The purple thread finally leads to the work of the artist who arranged it. Siniša Ilić, with his film “The Passage to Reality”, takes us back to the beginning, to our protagonist – the OS Collection – and all the images of memory it keeps, and the potentials it reveals. The film was made several years ago, when the artist was invited to give his own view of the OS collection, from his own perspective, as part of the “Collection of Decades” project. “The artwork has several points of origin. The painting by Ljubica Cuca Sokić, located in an office room in the Cultural Centre of Belgrade, a series of unsigned photos found in CCB’s offices and a spatial interpretation of the theme of the work. The photos offer a collage-type insights into life in Yugoslavia and Belgrade, are of various quality and belong to various eras. Some of them display Tito and work actions, the construction and modernisation of the country, cultural events, and the life style of the latter half of the 20th century. While this material enables insight into the social context in which the October Salon itself lived and developed, the canvass painting by Ljubica Cuca Sokić, exhibited in an office room, poses a current question about the position of art – is it a part of the scenery, a backdrop for the complex processes of working in the field of – in this case – art and culture, but also politics?” (Siniša Ilić, https://kolekcija.oktobarskisalon.org/sr/os-57-vesti/kolekcija-decenija-u-panceva/) Cuca Sokić’s painting is symbolically moved to Podroom and added to this peculiar cabinet of wonders, embodied in the “Unearthing the Collection” exhibition, while the photos and scenes that the artist selected for the film can easily bring out additional layers in the interpretation of the artwork.

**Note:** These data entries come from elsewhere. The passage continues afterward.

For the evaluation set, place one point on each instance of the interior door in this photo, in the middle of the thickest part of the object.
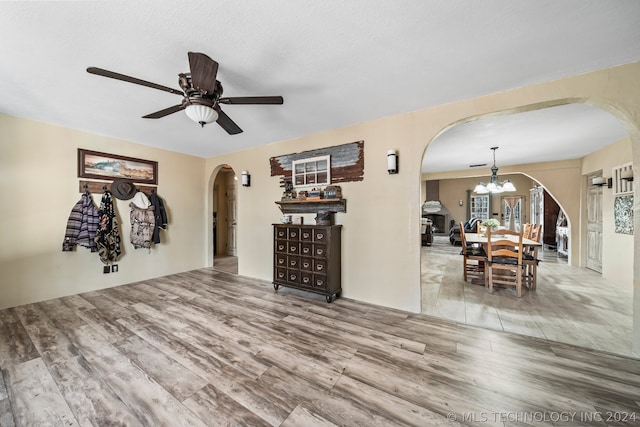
(594, 226)
(231, 219)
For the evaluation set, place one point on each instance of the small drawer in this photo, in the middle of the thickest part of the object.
(306, 279)
(306, 264)
(320, 235)
(281, 233)
(294, 234)
(294, 262)
(320, 281)
(293, 248)
(281, 274)
(293, 276)
(319, 251)
(281, 246)
(306, 249)
(281, 260)
(306, 234)
(319, 266)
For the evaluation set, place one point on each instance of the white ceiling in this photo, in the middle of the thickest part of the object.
(335, 62)
(557, 133)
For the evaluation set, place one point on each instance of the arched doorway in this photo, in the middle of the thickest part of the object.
(224, 220)
(482, 309)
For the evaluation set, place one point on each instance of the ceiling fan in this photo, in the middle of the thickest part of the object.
(201, 92)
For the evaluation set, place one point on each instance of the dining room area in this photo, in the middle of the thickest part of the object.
(546, 297)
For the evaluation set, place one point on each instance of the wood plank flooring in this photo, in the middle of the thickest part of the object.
(571, 305)
(210, 348)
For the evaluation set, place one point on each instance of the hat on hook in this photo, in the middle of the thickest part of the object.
(123, 189)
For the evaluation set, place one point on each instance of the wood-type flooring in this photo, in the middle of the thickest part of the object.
(209, 348)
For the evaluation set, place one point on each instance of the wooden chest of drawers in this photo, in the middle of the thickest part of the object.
(307, 257)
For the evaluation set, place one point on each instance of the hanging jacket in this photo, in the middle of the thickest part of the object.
(108, 235)
(160, 216)
(82, 225)
(142, 221)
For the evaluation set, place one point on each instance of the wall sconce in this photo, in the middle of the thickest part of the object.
(392, 162)
(246, 179)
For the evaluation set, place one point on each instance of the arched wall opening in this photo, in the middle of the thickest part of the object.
(221, 214)
(560, 190)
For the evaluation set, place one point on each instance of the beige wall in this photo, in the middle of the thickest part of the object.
(454, 190)
(381, 247)
(38, 188)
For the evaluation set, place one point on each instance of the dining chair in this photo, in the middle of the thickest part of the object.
(530, 258)
(473, 257)
(504, 259)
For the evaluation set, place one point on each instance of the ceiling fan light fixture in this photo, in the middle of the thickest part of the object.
(202, 114)
(481, 189)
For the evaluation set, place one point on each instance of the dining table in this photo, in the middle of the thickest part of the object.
(481, 239)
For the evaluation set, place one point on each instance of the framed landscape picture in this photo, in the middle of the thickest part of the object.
(93, 164)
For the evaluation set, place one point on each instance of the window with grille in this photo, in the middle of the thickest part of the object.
(314, 171)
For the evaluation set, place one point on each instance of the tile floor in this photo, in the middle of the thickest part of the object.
(570, 305)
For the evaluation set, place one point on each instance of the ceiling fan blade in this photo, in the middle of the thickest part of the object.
(165, 112)
(226, 123)
(252, 100)
(203, 72)
(118, 76)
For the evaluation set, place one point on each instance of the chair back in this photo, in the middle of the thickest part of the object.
(504, 247)
(536, 232)
(463, 239)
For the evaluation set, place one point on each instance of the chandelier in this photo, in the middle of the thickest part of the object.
(494, 186)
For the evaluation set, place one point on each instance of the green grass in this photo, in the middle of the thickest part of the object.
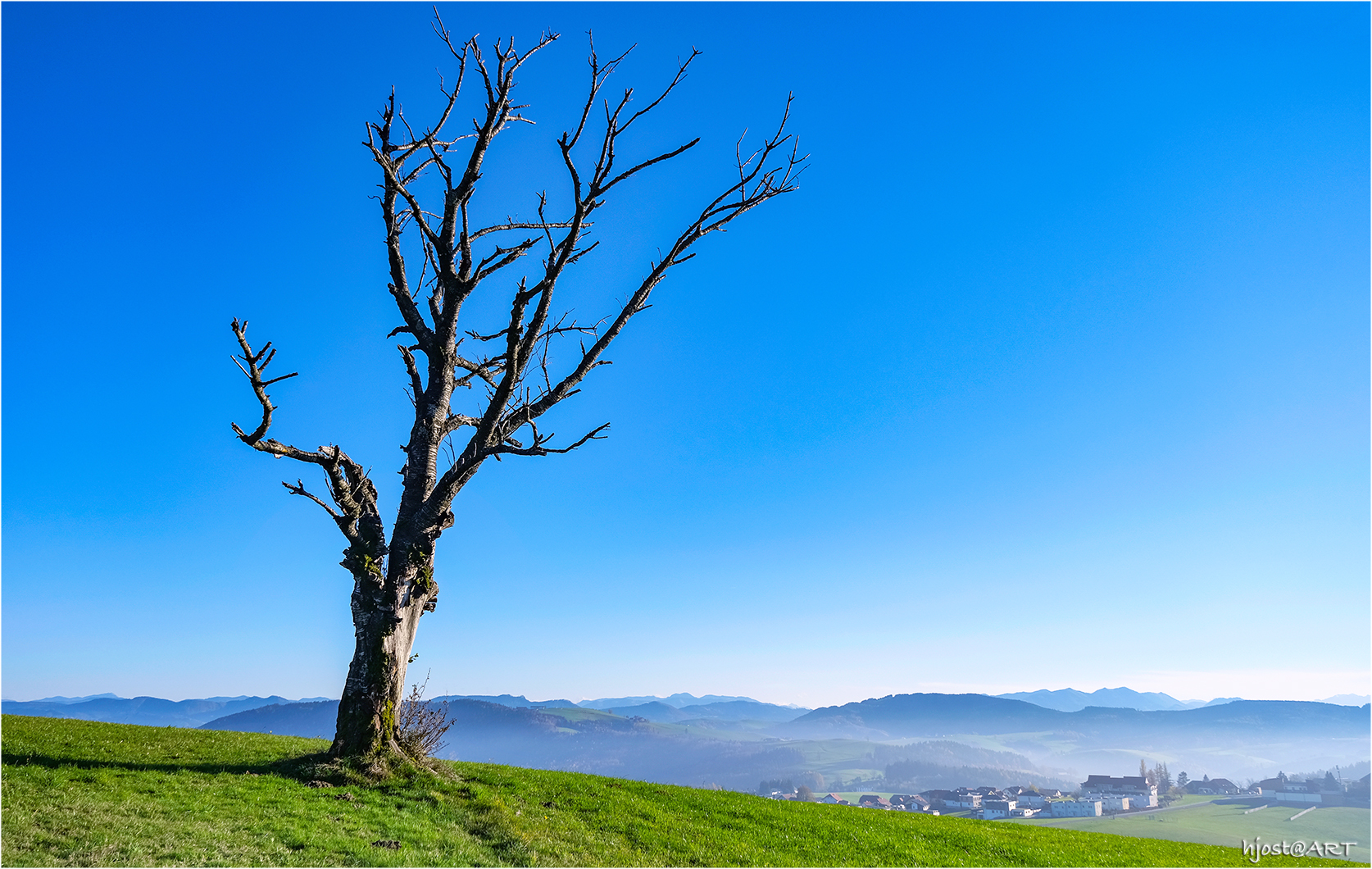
(80, 793)
(1225, 824)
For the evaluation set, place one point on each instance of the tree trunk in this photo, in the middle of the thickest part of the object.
(386, 616)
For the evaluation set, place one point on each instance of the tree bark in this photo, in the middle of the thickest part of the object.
(393, 582)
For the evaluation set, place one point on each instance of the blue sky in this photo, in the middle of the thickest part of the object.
(1054, 372)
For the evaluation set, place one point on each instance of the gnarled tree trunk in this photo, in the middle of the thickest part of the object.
(393, 581)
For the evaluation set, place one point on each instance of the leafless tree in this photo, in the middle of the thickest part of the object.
(511, 370)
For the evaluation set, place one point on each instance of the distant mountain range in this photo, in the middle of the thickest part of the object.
(1072, 700)
(932, 740)
(899, 740)
(151, 712)
(677, 700)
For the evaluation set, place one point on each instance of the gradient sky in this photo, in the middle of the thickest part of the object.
(1054, 372)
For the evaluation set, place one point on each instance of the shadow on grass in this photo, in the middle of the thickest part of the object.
(305, 767)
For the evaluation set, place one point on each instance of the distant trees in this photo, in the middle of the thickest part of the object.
(515, 370)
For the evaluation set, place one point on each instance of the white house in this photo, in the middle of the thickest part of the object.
(1076, 809)
(1136, 789)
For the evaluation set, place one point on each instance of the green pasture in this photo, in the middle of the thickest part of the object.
(1229, 826)
(89, 794)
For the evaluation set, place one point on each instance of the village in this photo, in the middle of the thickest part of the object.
(1099, 795)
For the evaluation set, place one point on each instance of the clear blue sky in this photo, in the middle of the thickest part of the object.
(1054, 374)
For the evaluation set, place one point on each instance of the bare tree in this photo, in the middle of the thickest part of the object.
(511, 370)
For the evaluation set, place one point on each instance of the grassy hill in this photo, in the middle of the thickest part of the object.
(98, 794)
(1231, 821)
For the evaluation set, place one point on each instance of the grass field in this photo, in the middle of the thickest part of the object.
(1227, 824)
(98, 794)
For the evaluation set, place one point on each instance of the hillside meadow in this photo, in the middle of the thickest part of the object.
(91, 794)
(1229, 822)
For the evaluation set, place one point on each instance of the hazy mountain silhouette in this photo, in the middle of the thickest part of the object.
(152, 712)
(1072, 700)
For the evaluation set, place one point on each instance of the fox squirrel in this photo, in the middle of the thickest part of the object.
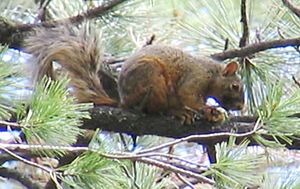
(154, 79)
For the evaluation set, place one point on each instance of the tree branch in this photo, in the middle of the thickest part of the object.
(245, 37)
(13, 34)
(293, 8)
(121, 121)
(255, 48)
(22, 178)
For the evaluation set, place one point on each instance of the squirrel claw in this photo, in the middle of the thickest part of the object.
(215, 114)
(185, 116)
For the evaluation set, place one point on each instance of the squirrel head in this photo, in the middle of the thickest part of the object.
(228, 88)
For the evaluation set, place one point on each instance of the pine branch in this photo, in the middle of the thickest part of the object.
(255, 48)
(20, 177)
(245, 37)
(293, 8)
(13, 34)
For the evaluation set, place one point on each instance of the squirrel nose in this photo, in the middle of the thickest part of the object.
(240, 106)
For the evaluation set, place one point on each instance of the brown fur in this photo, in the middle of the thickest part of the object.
(77, 51)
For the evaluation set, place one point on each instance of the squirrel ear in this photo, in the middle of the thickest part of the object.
(230, 68)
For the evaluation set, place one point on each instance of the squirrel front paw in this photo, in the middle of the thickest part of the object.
(186, 116)
(215, 114)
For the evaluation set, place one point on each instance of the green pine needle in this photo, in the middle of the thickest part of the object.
(278, 113)
(54, 116)
(236, 167)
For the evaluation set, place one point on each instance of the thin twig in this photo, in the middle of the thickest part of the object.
(12, 124)
(180, 177)
(46, 169)
(245, 37)
(255, 48)
(20, 177)
(89, 14)
(176, 169)
(293, 8)
(150, 41)
(296, 81)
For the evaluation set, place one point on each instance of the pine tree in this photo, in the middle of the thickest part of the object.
(64, 144)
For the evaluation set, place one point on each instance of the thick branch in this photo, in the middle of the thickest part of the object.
(255, 48)
(120, 121)
(293, 8)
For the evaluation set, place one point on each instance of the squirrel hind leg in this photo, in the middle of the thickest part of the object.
(143, 87)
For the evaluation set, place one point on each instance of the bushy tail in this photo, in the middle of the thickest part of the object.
(78, 51)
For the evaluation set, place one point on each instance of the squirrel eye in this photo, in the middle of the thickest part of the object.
(235, 87)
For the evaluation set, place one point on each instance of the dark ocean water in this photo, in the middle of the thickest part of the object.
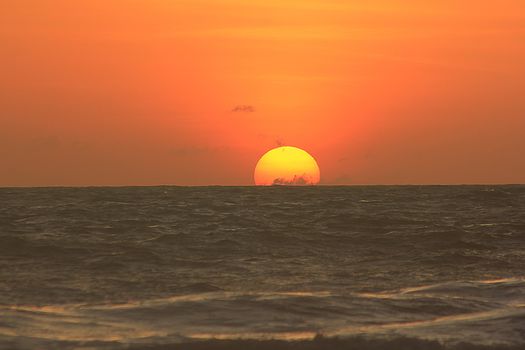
(252, 268)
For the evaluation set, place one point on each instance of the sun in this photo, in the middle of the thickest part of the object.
(286, 166)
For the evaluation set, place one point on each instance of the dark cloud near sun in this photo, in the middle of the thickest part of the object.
(296, 181)
(243, 109)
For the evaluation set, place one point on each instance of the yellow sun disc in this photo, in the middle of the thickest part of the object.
(286, 166)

It’s very hard not to give in to the impression that the Yugoslav heritage of Belgrade is inevitably losing its meaning, while the role of the OS Collection, contemporary cultural institutions, and art itself is to ensure that this heritage and all other layers of memory, with all the lessons they impart, are kept at least as fragments of the new image of the world.
In order to bring this to a close, we return – again – to the beginning. Although the exhibition ended with a public performance in which the artworks were brought back to the depot from Podroom, I hope the opened (or, at least, highlighted) problems and challenges will stimulate new theses that will continue to invite critique and reexamination. Finally, as a firm believer in the cyclical nature of all phenomena, my own trajectory of discovery brings me back to the beginning: to the online, digital base of the OS Collection, reaffirming my suspicion of a multitude of possible directions of movement – both through the exhibition and through the entire collection – and the dependence of the relations between the elements of the collection upon personal perspective, the human mind as a encyclopaedia of sorts, a cabinet of wonders filled to the brim with the images (of feelings/memories) that an individual tries to externalise.